The first of these is that GitHub does not support arbitrary namespacing. This
makes the prefix field somewhat dangeous. If you wish to mirror into the lorry
user account’s personal namespace, the prefix field should be set to the lorry
user account’s username. If you wish to mirror into an Organisation’s namespace
prefix should be set to the name of the organisation to mirror into.
Also, GitHub scans commits for leaked secret tokens. This means that repositories containing what looks like a secret token will be rejected, stopping mirroring. If this occurs, you should disable secret scanning on the lorry user account and in the repository you are mirroring into.
Deployment as a GitHub App
Instead of operating as bot user, lorry can instead operate as a GitHub App.
This means that the usual username and private-token fields are no longer
respected. Instead your should supply the app field in your downstream configuration,
which takes the form of:
app = { app-id = 2662472, private-key-file = "../lorry-app.private-key.pem" }
Where the app-id field is the App ID
shown in the GitHub App dashboard, and private-key-file is a filepath ponting to the
private key file that could downloaded from the dhashboard when you created the App.
There is no way to supply the private key as a literal or an environment variable.
This requires that the App be installed in all namespaces that lorry is
expected to mirror into. The App must be given the Administration: Read and Write, and Contents: Read and Write permissions.
Similairly, one can authenticate as an app when pulling in the confgit repo. The
same configuration as above applies, except that the top-level field is called
github-app. Again, once must make sure the app is installed in the confgit repo.
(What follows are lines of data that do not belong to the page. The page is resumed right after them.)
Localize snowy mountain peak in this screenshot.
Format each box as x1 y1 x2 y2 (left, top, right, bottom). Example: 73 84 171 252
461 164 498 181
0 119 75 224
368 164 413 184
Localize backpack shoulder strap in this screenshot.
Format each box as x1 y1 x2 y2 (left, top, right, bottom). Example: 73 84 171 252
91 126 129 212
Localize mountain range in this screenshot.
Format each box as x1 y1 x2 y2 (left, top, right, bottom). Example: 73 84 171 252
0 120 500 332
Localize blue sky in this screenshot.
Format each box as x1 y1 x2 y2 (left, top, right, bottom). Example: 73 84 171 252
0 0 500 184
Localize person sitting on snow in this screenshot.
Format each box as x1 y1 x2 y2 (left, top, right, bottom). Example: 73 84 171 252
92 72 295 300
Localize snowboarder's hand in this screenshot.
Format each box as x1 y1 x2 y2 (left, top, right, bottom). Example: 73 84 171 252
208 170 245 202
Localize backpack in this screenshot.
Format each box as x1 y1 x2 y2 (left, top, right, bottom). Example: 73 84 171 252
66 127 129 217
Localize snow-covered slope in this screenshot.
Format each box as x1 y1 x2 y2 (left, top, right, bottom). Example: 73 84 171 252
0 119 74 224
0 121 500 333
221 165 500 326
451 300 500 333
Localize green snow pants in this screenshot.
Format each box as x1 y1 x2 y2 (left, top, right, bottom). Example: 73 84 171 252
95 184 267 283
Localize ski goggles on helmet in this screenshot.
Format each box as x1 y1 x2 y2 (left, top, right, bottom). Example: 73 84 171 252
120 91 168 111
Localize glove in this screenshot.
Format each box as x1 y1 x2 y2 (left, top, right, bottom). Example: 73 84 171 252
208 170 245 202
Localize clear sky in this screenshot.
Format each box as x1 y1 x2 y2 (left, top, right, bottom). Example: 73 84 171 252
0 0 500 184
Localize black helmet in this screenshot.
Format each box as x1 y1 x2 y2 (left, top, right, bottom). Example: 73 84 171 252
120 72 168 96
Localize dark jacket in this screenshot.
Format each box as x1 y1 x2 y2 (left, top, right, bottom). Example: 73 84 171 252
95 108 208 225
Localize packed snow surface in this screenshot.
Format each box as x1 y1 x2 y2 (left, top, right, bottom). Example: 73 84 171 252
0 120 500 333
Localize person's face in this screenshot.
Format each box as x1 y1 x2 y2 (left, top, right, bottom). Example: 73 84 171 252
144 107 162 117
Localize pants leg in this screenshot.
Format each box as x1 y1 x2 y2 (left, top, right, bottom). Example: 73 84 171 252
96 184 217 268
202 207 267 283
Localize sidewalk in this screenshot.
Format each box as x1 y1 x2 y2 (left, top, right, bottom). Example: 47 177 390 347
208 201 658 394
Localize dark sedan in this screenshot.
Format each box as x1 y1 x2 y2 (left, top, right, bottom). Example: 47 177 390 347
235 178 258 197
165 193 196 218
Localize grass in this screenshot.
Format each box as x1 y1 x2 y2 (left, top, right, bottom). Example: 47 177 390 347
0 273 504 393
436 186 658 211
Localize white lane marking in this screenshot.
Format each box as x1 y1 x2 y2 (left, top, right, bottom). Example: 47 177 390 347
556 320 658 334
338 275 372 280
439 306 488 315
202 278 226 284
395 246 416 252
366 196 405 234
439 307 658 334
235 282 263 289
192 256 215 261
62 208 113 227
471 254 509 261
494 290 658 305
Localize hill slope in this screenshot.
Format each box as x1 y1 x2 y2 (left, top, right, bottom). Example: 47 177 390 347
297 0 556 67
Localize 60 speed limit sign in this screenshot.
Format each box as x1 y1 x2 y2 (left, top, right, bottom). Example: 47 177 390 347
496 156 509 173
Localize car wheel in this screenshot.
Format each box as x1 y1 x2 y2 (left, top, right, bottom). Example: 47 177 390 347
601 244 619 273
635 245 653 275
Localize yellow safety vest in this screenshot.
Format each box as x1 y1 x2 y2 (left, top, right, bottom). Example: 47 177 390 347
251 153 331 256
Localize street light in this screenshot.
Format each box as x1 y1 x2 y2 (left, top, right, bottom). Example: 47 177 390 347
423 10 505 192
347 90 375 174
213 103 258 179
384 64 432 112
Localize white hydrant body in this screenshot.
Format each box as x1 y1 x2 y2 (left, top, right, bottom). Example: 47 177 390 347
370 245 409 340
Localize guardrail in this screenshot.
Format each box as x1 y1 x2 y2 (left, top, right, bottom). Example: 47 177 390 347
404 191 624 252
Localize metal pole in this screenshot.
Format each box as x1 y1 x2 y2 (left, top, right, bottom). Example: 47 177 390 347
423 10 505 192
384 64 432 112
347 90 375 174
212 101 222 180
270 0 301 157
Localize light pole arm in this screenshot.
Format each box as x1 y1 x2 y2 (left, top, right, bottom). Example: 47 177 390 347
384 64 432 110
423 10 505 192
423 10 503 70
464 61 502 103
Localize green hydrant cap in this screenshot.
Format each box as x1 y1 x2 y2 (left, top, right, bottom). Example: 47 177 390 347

Manually testing the backend
Unfortuanetely, there currently is no automated test suite to test that the GitHub backend works, mostly due to the fact that we cannot spin up a local instance of GitHub. Instead, developers have to manually test the backend. To test this, you will need to create an Organisation to mirror into.To test PAT authenitcation, you will need a GitHub account for lorry to authenticate as, and to test GitHub App authentication, you will need an App to use. This App needs to be installed into the Organisation, with the permissions described above. Finally, you will need a confgit repository that mirrors some git repo, pointed at the Organisation. When testing PAT authentication, the confgit should also point at the lorry user’s personal namespace.
Then, run lorry2 locally with the required config for the authentication mechanism you are testing. Within 2 runs, you should see the repositories mirrored into the Organisation. If you are testing PAT authentication, then you should also see the repositoires mirrored into the lorry2 user’s account. You should then delete the repositories once you’re done, so the next round of testing excercises repository creation.
Note that the GitHub backend has two limitations that affect which repositories
you use for testing. First, the GitHub backend does not attempt to set up LFS,
so you should avoid mirroring a repository that uses it. Secondly, as mentioned
earlier, GitHub automatically scans commits for content that looks like secret
tokens, and rejects pushes containing them. If your mirrored repository contains
such data (for example, this very repository, in the test cases for censoring
such tokens from logs), the test will fail. Either choose an upstream that
contains nothing of the sort, exclude branches containing such content with the
ref_patterns field, or disable secret scanning. The latter option is limited
in that you can only set it on the repo- or Organisation- level, which means you
will have to manually go into the settings of the repository created in the user
namespace while the test is running for the mirror to succeed.